Lenz also noted that the money is a one-time offer. “We would hope that they would make it into the general fund but in case it doesn’t they’re just one time monies.”
Lengthy development projects that could rely on continuing funds should hold off, advised Lenz, because the University could take more budget cuts next year.
One of the best investments, said Lenz, is books. They can be purchased now as long term investments that will continue to give back to students.
But while no more fee hikes are planned for the remainder of the 2010-11 school year, Lenz denied that the new funds will mean lowered or even curbed tuition fees for students in the future.
“Keep in mind that even with the augmentation the state contribution is still $300 million less than what it was in the 2007-08 school year…We have a billion dollar gap between revenue and commitments,” said Lenz.

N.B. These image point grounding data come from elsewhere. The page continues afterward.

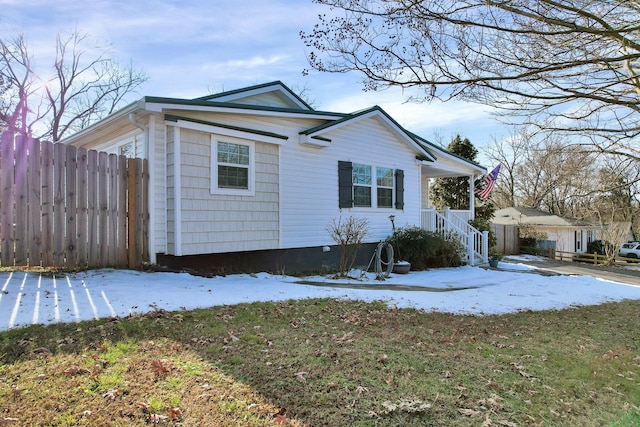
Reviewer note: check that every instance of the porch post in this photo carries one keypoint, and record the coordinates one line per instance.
(472, 199)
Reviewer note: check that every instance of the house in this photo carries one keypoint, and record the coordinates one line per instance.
(569, 235)
(254, 176)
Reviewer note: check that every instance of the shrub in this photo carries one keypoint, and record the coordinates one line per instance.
(424, 249)
(349, 235)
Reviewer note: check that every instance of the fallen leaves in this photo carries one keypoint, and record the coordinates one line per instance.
(408, 406)
(75, 370)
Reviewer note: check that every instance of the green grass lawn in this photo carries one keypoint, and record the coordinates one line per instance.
(327, 363)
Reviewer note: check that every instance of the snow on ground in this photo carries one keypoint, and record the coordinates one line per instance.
(28, 298)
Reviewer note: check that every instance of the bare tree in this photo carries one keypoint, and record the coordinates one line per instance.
(542, 172)
(569, 66)
(82, 86)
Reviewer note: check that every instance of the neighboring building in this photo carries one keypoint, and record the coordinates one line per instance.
(260, 173)
(569, 235)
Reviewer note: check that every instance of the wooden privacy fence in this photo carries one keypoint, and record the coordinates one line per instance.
(70, 207)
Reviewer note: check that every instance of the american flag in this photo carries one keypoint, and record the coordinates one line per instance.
(489, 183)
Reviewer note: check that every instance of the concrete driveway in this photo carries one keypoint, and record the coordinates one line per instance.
(616, 274)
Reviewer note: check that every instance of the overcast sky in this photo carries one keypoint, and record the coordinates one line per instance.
(191, 48)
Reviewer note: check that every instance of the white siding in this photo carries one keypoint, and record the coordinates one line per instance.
(214, 223)
(310, 183)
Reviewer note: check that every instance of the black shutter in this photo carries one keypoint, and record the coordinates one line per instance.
(345, 185)
(399, 189)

But the money from this year’s budget should go towards filling that gap in order to prevent more fee increases. Lenz said that was one of the possibilities in consideration, pending on whether or not the financial line of the budget remains stable.
But students can look forward to keeping their Cal Grants. Governor Schwarzenegger’s July budget included the elimination of Cal Grant’s entire competitive grant award system.
UC lobbyists rescinded that proposal by the time the May revision rolled around.
Students should also see lower interest rates on their loans due to some fiscal restructuring within the Student Aid Commission, said Boilard.
$100 million was cut from the Student Aid Commission by ousting banks as middle-men for student loans. Previously, banks provided and processed student loans through the Cal Grant program. Those banks provided lowered interest rates for students under what was called a guaranteed loan, backed up by a government promise that the loan will be repaid. This year’s budget removes the banks and provides those same loans direct through the government.
“That means even lower interest rates and less work for the Student Aid Commission,” said Boilard.
But even with its given benefits towards higher education, the budget’s overall bare-bones approach to funding social programs makes the University’s win bittersweet.
Imperative social programs like subsidized child care under Cal Works were cut entirely, putting low income working families in a bind for day care. That program’s elimination freed up $256 million, about the equivalent of the University’s funding increase. $820 million was saved by cutting inmate health services within California’s prisons. The budge also pulled in the reigns for new state employee pensions, a heated and drawn-out agreement that delayed budget negotiations until the early morning hours last week.
And the UC as a whole is not only less dependent on an on-time budget than other publicly funded social programs but has the coveted ability to absorb costs when it experiences cuts.
“They are in a better position because they can float themselves loans from other accounts,” said Boilard.
That’s exactly what the University did last year. When the Cal Grant program was gridlocked because of a budget impasse, the University gave itself a loan in order to front $189 million worth of delayed Cal Grant funds for students on a tuition deadline.
The budget’s fairly grim results reflect one ugly reality: we’re broke. And while higher education avoided the axe this time around, “It is hard to see how this is sustainable,” warns Boilard.
“Especially at a time that the foundation is so unstable.”
Some $5 billion of the state’s budget balance relies on federal funding that, in large part, has yet to be approved, and the $106 million in federal funds allotted to the University is not included in that category of pending funds, however.
“That money arrived a month ago,” said Boilard.